Ryan Adams - "Dear Chicago"

I fulfilled one of my life's ambitions last year. Sit in a bar in Chicago and hum this to myself, en route to New York. If you ever get to Chicago, find the bar. It's called: "Aliveone". It's skit is that it has a jukebox full of live music tracks and it probably is, the best jukebox in the world.

Anyway, coming back to the tune, this is a song that Ryan Adams has apparently being carrying in his live set for many a year, at least in his post Whiskeytown days. Which is unusual because as much as any artist, he's progressed his music to the point where he seems to have difficulty countenancing the old material to any great degree. I can attest to this because when he played the Olympia in Dublin at the start of winter, the older tunes were generally treated to a more straight ahead country take thanks to the backing band, the Cardinals, but "Dear Chicago" was left to fend for itself, like a plaintive sigh, a hot breath condensing on the air in the cold winter.

At least that's how I visualise the song anyway.

Basically, it's your standard boy tells girl you know I met someone but hell, she could never compare to you even though you ditched me but you know I think I'm getting past all that now and I'm in a place where I can finally move on fare.

And christ! Who hasn't had one of those.

And it's a bitter, twisted, ironic take on life in the lines inbetween.

"Nothing breathes here in the cold.
Nothing moves or even smiles.
I've been thinking some of suicide.
But there's bars out here for miles."


The bars will save you, they saved me and they saved Ryan.

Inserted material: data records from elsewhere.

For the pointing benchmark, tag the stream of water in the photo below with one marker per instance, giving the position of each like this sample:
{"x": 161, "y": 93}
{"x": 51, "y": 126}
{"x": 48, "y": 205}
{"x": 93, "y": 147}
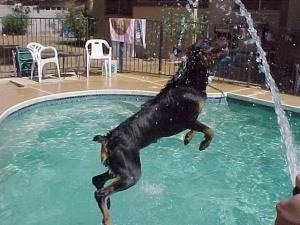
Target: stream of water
{"x": 284, "y": 126}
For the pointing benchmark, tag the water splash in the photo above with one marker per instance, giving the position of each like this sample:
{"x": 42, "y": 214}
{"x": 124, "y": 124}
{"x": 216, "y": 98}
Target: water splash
{"x": 284, "y": 126}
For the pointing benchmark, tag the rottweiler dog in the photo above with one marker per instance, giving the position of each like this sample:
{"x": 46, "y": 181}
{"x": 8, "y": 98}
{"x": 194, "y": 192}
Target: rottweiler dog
{"x": 174, "y": 109}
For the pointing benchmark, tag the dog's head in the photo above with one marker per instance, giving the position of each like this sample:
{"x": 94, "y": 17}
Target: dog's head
{"x": 198, "y": 62}
{"x": 203, "y": 56}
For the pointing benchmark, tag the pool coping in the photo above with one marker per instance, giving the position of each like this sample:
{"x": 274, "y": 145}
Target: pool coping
{"x": 261, "y": 102}
{"x": 57, "y": 96}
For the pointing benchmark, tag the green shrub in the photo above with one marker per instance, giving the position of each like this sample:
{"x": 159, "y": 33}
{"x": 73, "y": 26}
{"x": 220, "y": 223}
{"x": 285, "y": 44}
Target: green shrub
{"x": 16, "y": 23}
{"x": 74, "y": 25}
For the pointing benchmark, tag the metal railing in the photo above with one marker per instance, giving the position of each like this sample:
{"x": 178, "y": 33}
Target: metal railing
{"x": 156, "y": 58}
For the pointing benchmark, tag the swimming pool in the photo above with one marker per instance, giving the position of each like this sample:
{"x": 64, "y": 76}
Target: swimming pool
{"x": 47, "y": 160}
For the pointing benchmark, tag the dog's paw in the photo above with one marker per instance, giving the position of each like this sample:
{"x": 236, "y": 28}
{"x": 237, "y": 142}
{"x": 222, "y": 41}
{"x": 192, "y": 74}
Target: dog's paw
{"x": 204, "y": 144}
{"x": 99, "y": 138}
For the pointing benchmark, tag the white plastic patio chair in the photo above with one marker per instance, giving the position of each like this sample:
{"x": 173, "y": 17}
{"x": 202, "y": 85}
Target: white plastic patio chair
{"x": 95, "y": 50}
{"x": 42, "y": 55}
{"x": 297, "y": 81}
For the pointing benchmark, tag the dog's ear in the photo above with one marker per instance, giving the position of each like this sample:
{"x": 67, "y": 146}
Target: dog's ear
{"x": 99, "y": 138}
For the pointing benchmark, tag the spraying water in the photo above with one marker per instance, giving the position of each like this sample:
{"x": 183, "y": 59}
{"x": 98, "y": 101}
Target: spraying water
{"x": 285, "y": 130}
{"x": 284, "y": 126}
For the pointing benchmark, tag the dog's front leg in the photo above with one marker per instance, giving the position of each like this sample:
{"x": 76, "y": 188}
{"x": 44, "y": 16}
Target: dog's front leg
{"x": 208, "y": 133}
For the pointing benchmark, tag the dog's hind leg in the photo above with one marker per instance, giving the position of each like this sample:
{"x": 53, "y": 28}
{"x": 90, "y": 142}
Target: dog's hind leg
{"x": 100, "y": 180}
{"x": 207, "y": 131}
{"x": 127, "y": 173}
{"x": 189, "y": 136}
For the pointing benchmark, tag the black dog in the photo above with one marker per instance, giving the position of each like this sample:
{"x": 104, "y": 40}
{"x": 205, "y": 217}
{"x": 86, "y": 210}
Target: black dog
{"x": 174, "y": 109}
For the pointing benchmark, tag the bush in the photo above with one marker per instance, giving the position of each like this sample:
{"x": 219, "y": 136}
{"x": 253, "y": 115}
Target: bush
{"x": 74, "y": 25}
{"x": 16, "y": 23}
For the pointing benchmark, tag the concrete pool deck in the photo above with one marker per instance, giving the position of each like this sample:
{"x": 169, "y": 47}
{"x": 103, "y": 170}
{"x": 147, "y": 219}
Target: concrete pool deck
{"x": 16, "y": 90}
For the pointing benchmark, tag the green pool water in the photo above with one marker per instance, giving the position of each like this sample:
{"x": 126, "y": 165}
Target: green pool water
{"x": 47, "y": 160}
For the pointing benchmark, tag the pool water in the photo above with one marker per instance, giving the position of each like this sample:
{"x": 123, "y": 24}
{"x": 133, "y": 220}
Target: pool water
{"x": 47, "y": 160}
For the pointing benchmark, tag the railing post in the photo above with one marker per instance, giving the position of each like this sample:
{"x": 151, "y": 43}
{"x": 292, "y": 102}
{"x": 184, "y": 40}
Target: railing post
{"x": 121, "y": 54}
{"x": 160, "y": 48}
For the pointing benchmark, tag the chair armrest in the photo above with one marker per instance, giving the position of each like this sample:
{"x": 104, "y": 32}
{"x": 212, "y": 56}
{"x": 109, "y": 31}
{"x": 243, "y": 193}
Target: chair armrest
{"x": 46, "y": 50}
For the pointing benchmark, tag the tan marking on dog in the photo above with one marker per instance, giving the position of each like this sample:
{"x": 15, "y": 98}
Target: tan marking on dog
{"x": 104, "y": 152}
{"x": 201, "y": 105}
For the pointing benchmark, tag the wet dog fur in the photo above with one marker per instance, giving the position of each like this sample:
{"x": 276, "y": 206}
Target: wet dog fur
{"x": 173, "y": 110}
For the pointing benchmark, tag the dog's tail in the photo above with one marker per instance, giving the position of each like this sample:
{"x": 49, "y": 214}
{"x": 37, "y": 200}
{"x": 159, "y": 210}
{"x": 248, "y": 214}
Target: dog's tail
{"x": 99, "y": 138}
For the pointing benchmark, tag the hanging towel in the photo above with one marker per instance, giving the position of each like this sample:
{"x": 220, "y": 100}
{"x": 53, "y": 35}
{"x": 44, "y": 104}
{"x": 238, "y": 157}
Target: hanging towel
{"x": 122, "y": 30}
{"x": 140, "y": 32}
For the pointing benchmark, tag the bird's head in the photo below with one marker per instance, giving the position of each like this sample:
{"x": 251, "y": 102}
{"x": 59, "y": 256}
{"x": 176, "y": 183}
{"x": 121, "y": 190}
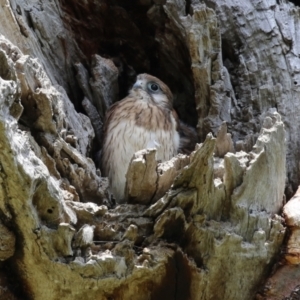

But the closing line's the charm...

"New York City, you're almost gone.
I think that I've fallen out of love,
I think I've fallen out of love... with you."


Billy Bragg - "St. Swithin's Day"

Monsieur Bragg, kicking it old skool. Billy, for the uninitiated was an original in many senses. One of the first of the real DIY merchants, he began by taking an amplifier on his back and guitar in hand and playing up and down the UK, as his atonal efforts failed to dent the business end of the charts. He had a relative hit with a "A New England" but managed through sheer tenacity to develop a respectable album oriented following that respected Billy for both his passionate support of the Miner's strike, his political songs and the honest approach of his paeans to lovelorn disaster.

"St. Swithin's Day" is one such tune and was actually covered years later by the female vocal fronted, The Sundays. Who incidentally post two of my favourite covers of all time, "St. Swithin's Day" and a beautiful version of the Stone's classic, "Wild Horses".

Billy didn't play acoustic guitar because well, he only had one guitar when he was touring. So he adopted a unique approach, without back up, he played. This gives his records, a sort of stark nature but also their power. "St. Swithin's Day" plays this straight down the line, the arpeggio like slow intro, setting the mood, the spaces in the music, you fill in with your mind.

Billy's voice wasn't exactly an oil painting but on this tune, he does a decent job, again it's the honesty of the emotional engagement and the familiar theme that brings fragile redemption to what essentially is depressing subject matter.

"The polaroids that hold us together
Will surely fade away
Like the love that we spoke of forever
On St. Swithin's day"


There you have it then.

Three from the bottom of the drawer.

When you're in the bottom of the drawer yourself!